The flexibility of our modular system is demonstrated as it allows to welcome a wide range of new adds-on and refinements.

Title: “Designing with Smart Materials: A case presenting a tactile interface for intuitive control of light and sound in domestic environments”.
By Niels Stamhuis.

Mentors:
From Diffus Design: Hanne Louise Johannsen and Michel Guglielmi.
From Delft University: Elvin Karana and Kaspar Jansen.

You are welcome to Download the thesis and watch a video demonstration made by Niels at the graduation.

Abstract:

A growing interest in Smart materials has been reported throughout literature over the last decades. Also regarding current day developments with products classed as ‘smart products and applications’, have led to the start of this thesis. Initially the assignment was aimed to explore the qualities and advantages of smart materials. Through analysis of the current developments in the world of smart materials, this thesis points out that smart material systems, or computational materials, provide the best opportunities to design an example application with. This is mainly due to their flexibility in embodiment material and electronics integration.

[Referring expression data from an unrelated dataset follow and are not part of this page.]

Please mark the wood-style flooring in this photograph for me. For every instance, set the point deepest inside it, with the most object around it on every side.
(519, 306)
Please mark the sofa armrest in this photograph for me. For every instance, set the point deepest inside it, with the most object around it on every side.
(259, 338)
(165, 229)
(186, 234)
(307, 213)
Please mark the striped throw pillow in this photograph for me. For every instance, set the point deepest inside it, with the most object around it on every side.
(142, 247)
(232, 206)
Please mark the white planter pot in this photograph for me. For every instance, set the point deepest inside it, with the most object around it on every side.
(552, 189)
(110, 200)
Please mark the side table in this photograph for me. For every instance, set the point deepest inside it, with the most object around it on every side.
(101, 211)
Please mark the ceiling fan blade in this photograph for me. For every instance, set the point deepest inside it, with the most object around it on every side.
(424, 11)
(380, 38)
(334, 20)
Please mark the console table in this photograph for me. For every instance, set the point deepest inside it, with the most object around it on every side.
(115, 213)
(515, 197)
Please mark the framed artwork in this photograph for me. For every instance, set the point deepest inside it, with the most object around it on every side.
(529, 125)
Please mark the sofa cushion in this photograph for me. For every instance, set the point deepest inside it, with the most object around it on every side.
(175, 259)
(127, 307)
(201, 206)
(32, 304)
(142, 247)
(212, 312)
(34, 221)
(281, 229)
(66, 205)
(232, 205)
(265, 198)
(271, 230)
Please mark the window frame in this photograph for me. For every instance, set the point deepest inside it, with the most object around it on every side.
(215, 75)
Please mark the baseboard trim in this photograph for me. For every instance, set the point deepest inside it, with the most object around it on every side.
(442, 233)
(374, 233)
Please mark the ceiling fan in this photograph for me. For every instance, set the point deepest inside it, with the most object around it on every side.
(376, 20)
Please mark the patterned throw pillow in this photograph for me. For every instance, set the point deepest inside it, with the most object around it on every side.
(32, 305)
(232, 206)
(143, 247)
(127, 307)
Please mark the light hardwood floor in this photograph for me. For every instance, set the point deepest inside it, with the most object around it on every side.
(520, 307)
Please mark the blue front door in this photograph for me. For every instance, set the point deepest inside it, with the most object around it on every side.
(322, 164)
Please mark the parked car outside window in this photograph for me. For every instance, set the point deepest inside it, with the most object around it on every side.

The final design presents a wireless remote control disc made out of leather and textile, that controls the light and sound output of Spacemotion. Diffus design studio created Spacemotion as an interactive modular system of textile discs, embroidered with conductive yarn. The design focuses on intuitive user interactions and uses smart sensing functions to detect the different performances of the user. Through tactile material exploration, it lets the user take control over the light and sound output of Spacemotion.

The method of Material Driven Design was used as approach of the design exploration and provided insights in smart material qualities. It guided the construction of the performances that are elicited by the materials used in the final design. Unique to this thesis is that the design essentially is a tactile interface platform that leaves open many opportunities for further exploration and future research. In a broader sense, it lets the user redefine man-machine interactions through tactile, intuitive and gradual control of any desired systems output.